I should have known how deep the lies went, but I didn’t.

Now, I was here. Stuck in another lie. If I was smart, I’d get the hell out of this beautiful beach house. Away from this charming town and this man who stirred up a hurricane of desire inside my body.

But at this point, I think it was pretty clear - I was not smart.

So instead, I sat down at the big kitchen table and ate delicious falafels. I talked about birds with Tess and laughed at Liam’s bad bird jokes.

It was almost like I wanted to get hurt. I wanted to have this weird hope, only to have it yanked away from me. Like I could see the tornado approaching and all I had to do was walk away, but no. Not me. I was going to dive right inside.

Kit Barrington was nothing if she wasn’t a sucker for punishment.

I needed to get as far away from Liam Locke as I could, and instead I made a grocery list of things we’d need for the week.

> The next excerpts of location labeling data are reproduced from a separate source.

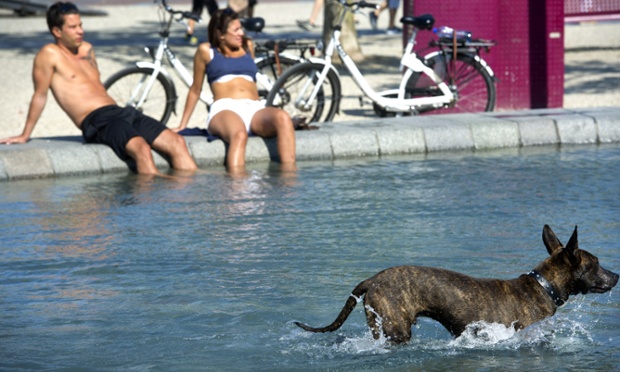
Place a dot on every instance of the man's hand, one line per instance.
(16, 139)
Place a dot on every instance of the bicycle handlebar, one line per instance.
(183, 14)
(359, 4)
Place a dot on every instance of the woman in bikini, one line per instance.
(228, 62)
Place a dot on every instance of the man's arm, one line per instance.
(42, 73)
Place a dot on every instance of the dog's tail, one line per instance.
(353, 299)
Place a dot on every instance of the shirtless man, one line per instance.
(69, 68)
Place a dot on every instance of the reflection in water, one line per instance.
(122, 272)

“I can Instacart that stuff,” Liam said, coming into my space, looking over my shoulder. His breath was warm against my neck in a way my brain hated but my body loved.

“He Instacarts everything,” Tess said. She sat across from me rolling falafel in hot sauce and eating them in two bites. It was legit. That girl loved hot sauce.

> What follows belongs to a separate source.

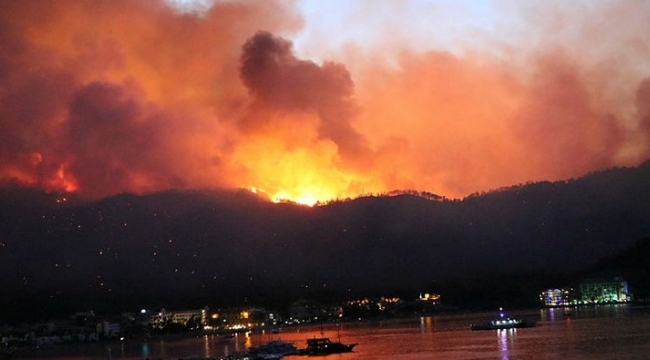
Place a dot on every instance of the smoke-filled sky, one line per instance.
(315, 100)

“There’s no Instacart here,” I said. We were in rural Maine. An out of the way beach community. There would be one local grocery store. I’d been in enough places like this around the country on my journey of atonement to know I was right.

“Instacart is everywhere,” Liam said. “I once was able to Instacart myself new underwear at the Espys. Trust me. I got this.”

“Why in the world did you need new underwear at the Epsy’s?” I shook my head. “Never mind. Don’t answer that. Fine. Knock yourself out, here is what we need.”

I handed him the list. He winked at me and ruffled Tess’s hair. Then he went out to the truck to bring in all our luggage. While he did that, Tess and I thoroughly explored the beach house. We found cabinets under the stairs (like Harry Potter, only unlike Harry Potter they were only filled with shelves of jars and dusty old wreaths). We found a spacious bathroom with a huge window that opened over a claw foot tub. There was a room full of books and inexplicably two bicycles that Liamimmediately took outside to hose off. There was a terrifying attic that Tess tried to dare me to go into, but I was no fool.

Liam let me have the primary bedroom with the private bathroom. It was right next door to the bunk bed room where Tess would sleep. Liam claimed a guest room with a queen bed tucked under the eaves upstairs.

There was a television. Internet. A washer and dryer.

“Everything we could need,” I said.

Run!My gut said.Get out while you still can. This is going to feel like a home.

Tess ran from her room to the screened in porch with a stack of her books.

Liam was frowning at his phone and I thought about that scene today with that man, Nick. His half-brother.

I knew how to keep myself safe with almost nothing at my disposal. I could cobble together a weapon of self-protection with sarcasm and fear of abandonment. The best way to keep myself safe right now was to not get involved in Liam’s family drama.

But there was something about the way he looked in that moment. The way his brow furrowed like someone had hurt him and he just didn’t understand why.

“Everything okay?” I asked.

“Yeah,” he said, looking up and shaking off the pensiveness on his face. “I just…” he let out a long breath. “I need to talk to my brother about what I did today.”

“You mean Nick?”

“No. My other brother. Who is going to be furious with me for coming here.”

“Wyatt.” The brother who just married the pop star in Vegas.

“Yeah. We were going to go easy with Nick. Give him time to get used to the idea of having brothers, and I, of course, did the opposite of that.”

He smiled at me in the way of a guy who is used to doing the wrong thing and getting yelled at by his big brother. It made me, stupidly, want to push the hair off his face and give him a hug.